Chapter IX. The Work for Children in Slums. In carrying on my work for these poor people I understood that it was most needful to give religious instruction to their little children, but at first I found it difficult to start an efficient meeting for them. I had to hold it on the same night, an hour before the adults should be gathered, twice a month. But to my surprise they were more unmanageable than I had thought. They were so thoroughly accustomed to the vicious and lawless life in their homes that we were at our wits' end to know how to teach them, for when they assembled together in a room they cried, laughed, romped or blackguarded each other, without listening to any of our words, and moreover some of them were carrying little babies on their backs to add their noisy crying to this abundant vociferation. Those who seemed so gentle and quiet among them were either sick or hungry.
[45] My co-worker told me that he saw once in a slum one drunkard, who sent his boy to the charitable school one morning without giving him any food to take beforehand, and when the boy came home at noon and teased for dinner, rebuked the boy violently, saying, "Be quiet! Even your father has not taken his breakfast yet, except drinking 'sake' only." What a brutal slave to drinking! What an unfortunate poor boy!
Some children in the meeting were seemingly weak and sickly, but their parents were supposed to be unable to take any care for them, leaving them to their own fate. A boy who came out from a poor large family looked to be very tired, and when we called at his house we found that his father had been long ill, and understood that he was in sad and pitiable state of hunger.
It is impossible to mention here all such instances about these unhappy children. When I looked at them at the meeting and found that I was powerless to give them any material help and comfort, I could not help breaking into tears from the sympathy that I felt in my heart, and it is a burden almost greater than I can bear.
[46] Those wayward and wretched children used to come to attend our meeting only to excite their own curiosity by singing out songs or by looking at the pictures, which we occasionally show them by the magic-lantern.

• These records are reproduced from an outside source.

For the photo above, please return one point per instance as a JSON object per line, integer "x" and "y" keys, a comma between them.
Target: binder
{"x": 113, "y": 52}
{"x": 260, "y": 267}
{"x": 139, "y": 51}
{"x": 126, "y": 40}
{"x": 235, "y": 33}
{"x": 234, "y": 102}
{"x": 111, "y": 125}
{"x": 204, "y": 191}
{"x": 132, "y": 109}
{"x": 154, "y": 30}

The ordinary hymns of our church are too hard to understand their meanings for these children, as well as adults about here, and are not of much use for the meetings of the Union, and so I was composing special ones, which are suitable to excite their interest by their purport as well as by the tunes. As I got a few of them by the kind aid of my friends, I have committed them to print and got a nice little book, the "Union Songs," just this month, August, 1910.
Little by little, however, this clamorous meeting of the children became peaceful, and after a few months it changed into an utterly different state. The children became much more courteous, and listened to our teaching with keen interest. The change of their daily life was also so manifest that their parents were surprised by it, and many of them came to thank us for it. I saw a mother one day who heard such a good rumor of it in her society, brought her rude boy with her, and [46/47] asked us, saying, "Is it this house where as they say I may apply to make this boy good for something?"
At present I see many mothers who bring their children at every meeting. From the summer of last year I have increased the number of the meetings for these children, and succeeded in starting the Sunday school for them, opening it from 2 P. M. on every Sunday. The number of those children who are present at every meeting is now from 50 to 70. We are obliged to limit their number by the reason that I have no house large enough to receive more, as it is in the case for adults.
We had a very nice Christmas with these poor children last year for the first time. They looked very grateful and happy, when they received such nice presents as they had never seen elsewhere.